Hematopoietic Stem Cell Transplantation (HSCT) for Common Variable Immunodeficiency (CVID) and Other Autoimmune Manifestations of Primary Immune Regulatory Disorders (PIRD)
This is a research protocol that will examine Hematopoietic Stem Cell Transplantation (HSCT) using a reduced conditioning regimen (RIC) with total body Irradiation (TBI) in those diagnosed with Common Variable Immunodeficiency (CVID) and Other Autoimmune Manifestations of Primary Immune Regulatory Disorders (PIRD).
• Patient, parent, or legal guardian must have given written informed consent.
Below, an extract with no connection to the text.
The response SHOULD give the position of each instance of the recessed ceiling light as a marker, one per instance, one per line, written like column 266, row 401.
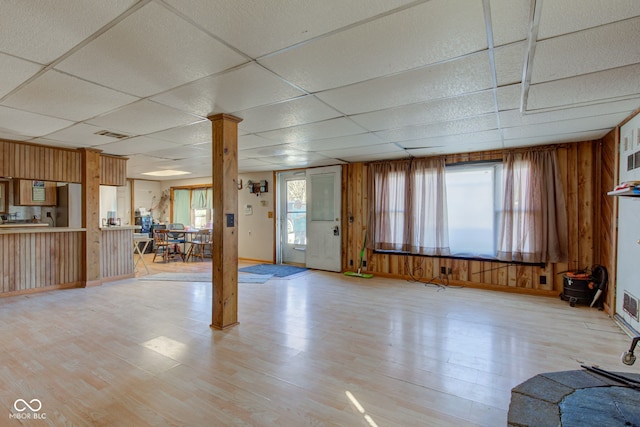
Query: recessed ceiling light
column 167, row 172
For pediatric subjects who are developmentally able, assent or affirmation will be obtained.
• Male or female, 5 through 40 years old, inclusive, at the time of informed consent.
• Patients must have evidence of common variable immunodeficiency (CVID) or other autoimmune manifestation of a primary immune regulatory disorder (PIRD). Genetic screening is required by a targeting gene panel to determine presence of genetic variations that may lead to inborn errors of immunity.
• Examples of such diseases include, but are not limited to:
⁃ Common variable immunodeficiency (CVID)
⁃ Combined Immunodeficiency (CID)
⁃ Immune dysregulation polyendocrinopathy enteropathy X-linked (IPEX syndrome), IPEX like syndromes
⁃ Combined immunodeficiency with defects in T-cell-mediated immunity, including Omenn syndrome and DiGeorge Syndrome
⁃ Chronic Granulomatous Disease (CGD)
⁃ Signal Transducer and Activator of Transcription (STAT 1) Gain of Function (STAT1 GOF)
⁃ Hypomorphic Recombination-Activating Genes (RAG) 1 and RAG 2
⁃ CD40 or CD40L deficiency
⁃ Mendelian Susceptibility to Mycobacterial Disease
⁃ GATA-binding factor 2 (GATA2) Associated Immunodeficiency
⁃ Mouth and Genital Ulcers with Inflamed Cartilage Syndrome (MAGIC)
• Must have previously failed, due to lack of response or intolerance, mycophenolate mofetil and a B cell-depleting antibody, such as Rituximab
• Glomerular Filtration Rate (GFR) ≥50 mL/min/1.73 m2
• Aspartate Aminotransferase (AST) ≤4x upper limit of normal
• Alanine Aminotransferase (ALT) ≤4x upper limit of normal
• Direct bilirubin ≤ 2.5 mg/dL
• Human Immunodeficiency Virus (HIV) negative by serology and PCR
⁃ Human T-cell Lymphotropic Virus (HTLV) negative by serology
⁃ Cardiac ejection fraction ≥ 40% or shortening fraction ≥26%
⁃ Forced Vital Capacity (FVC) and Forced Expiratory Volume in 1 second (FEV1) ≥40% predicted for age
⁃ Peripheral Capillary Oxygen Saturation (SpO2) of \>92% at rest on room air
⁃ Subjects must be a minimum of 8 weeks post-solid organ transplant prior to start of conditioning, if applicable
⁃ Negative pregnancy test for females \>10 years old or who have reached menarche, unless surgically sterilized.
⁃ All females of childbearing potential and sexually active males must agree to use a FDA approved method of birth control for up to 12 months after stem cell transplant or for as long as they are taking any medication that may harm a pregnancy, an unborn child or may cause birth defects.
⁃ Subject and/or parent guardian informed of the potential risks of infertility following stem cell transplant and advised to discuss sperm banking or oocyte harvesting.